Beschluss VG Wiesbaden
In einem Eilverfahren hat das Verwaltungsgericht (VG) Wiesbaden, mit Beschluss vom 01.12.2021 entschieden, dass der Consent-Manager „Cookiebot“ gegen die Datenschutzgrundverordnung (DS-GVO) verstoße. Dieser soll unzulässig personenbezogene Daten in ein Drittland, hier USA, übermitteln.
Entscheidungssachverhalt
Cookiebot ist ein vielfach eingesetzter Einwilligungsmanager, welcher beim Endnutzer einer Website die Einwilligung in die Cookie-Verwendung einholt. Diese ist nach höchstrichterlichen Entscheidungen und gem. § 25 TTDSG, für das Setzen aller nicht technisch notwendiger Cookies erforderlich. Anbieter des Dienstes ist ein dänisches Unternehmen Cybot A/S (Cybot). Die Zieldomain consent.cookiebot.com verweist jedoch auf einen Server mit einer IP-Adresse, die auf das in den USA ansässige Cloud-Hosting-Unternehmen Akamai Technologies Inc. registriert ist.
Der Cookiebot war auch bei der Antragsgegnerin, der Hochschule Rhein-Main im Einsatz.
Der Antragsteller forderte, diesen Einsatz zu unterlassen, da bei jedem Seitenaufruf seine ungekürzte IP-Adresse an Server der Akamai Technologies Inc. übermittelt würde. Auch wenn sich der Server möglicherweise in der EU befinde, so habe das US-amerikanische Unternehmen Zugriff darauf, sodass der US-amerikanische Cloud-Act gelte.
Entscheidungsgründe
- Cloud-Act
Nach dem Cloud-Act sind US-Anbieter elektronischer Kommunikations- oder Remote-Computing-Dienste dazu verpflichtet, sämtliche in ihrem Besitz, Gewahrsam oder ihrer Kontrolle („posession, custody or control“) befindlichen Daten offenzulegen, und zwar unabhängig davon, ob die Daten innerhalb oder außerhalb der USA gespeichert sind. Vor diesem Hintergrund sei nach Sicht des Antragstellers, welcher das VG Wiesbaden folgte, das Recht auf rechtmäßige Verarbeitung der personenbezogenen Daten verletzt, Art. 6 Abs. 1 DS-GVO, Art. 7, 8 EU-Grundrechte-Charta (GrCh).

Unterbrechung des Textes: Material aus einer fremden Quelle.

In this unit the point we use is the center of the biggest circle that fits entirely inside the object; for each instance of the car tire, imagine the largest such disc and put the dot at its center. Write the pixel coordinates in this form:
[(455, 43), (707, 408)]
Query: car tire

- Datenübermittlung in ein Drittland
Eine ungekürzte IP-Adresse stellt dem EuGH folgend ein persönliches Datum dar. Die Antragsgegnerin führte an, dass an Cybot ausschließlich die anonymisierte IP-Adresse mit den letzten drei Ziffern auf null gesetzt, Datum und Uhrzeit der Zustimmung, Benutzeragent des Browsers der betroffenen Person, die URL, von der die Zustimmung gesendet wurde, ein anonymer, zufälliger und verschlüsselter Key sowie der Einwilligungsstatus der betroffenen Person übermittelt würden. Soweit zur Herstellung einer technisch notwendigen Verbindung zu den Servern eine ungekürzte IP-Adresse an den Server von Akamai-Technologies Inc. übertragen werde, werde diese nicht verarbeitet oder gespeichert. Dieser Ansicht folgte das Gericht nicht. Insbesondere sei auch nur ein einmaliges Erheben und Übermitteln von personenbezogenen Daten eine Verarbeitung i.S.d. Art. 4 Nr. 2 DS-GVO. Indem die verarbeiteten Daten auf Servern von Akamai verarbeitet werden, fände u.a. eine Datenübermittlung in ein Drittland, USA, nach Art. 44 DS-GVO statt.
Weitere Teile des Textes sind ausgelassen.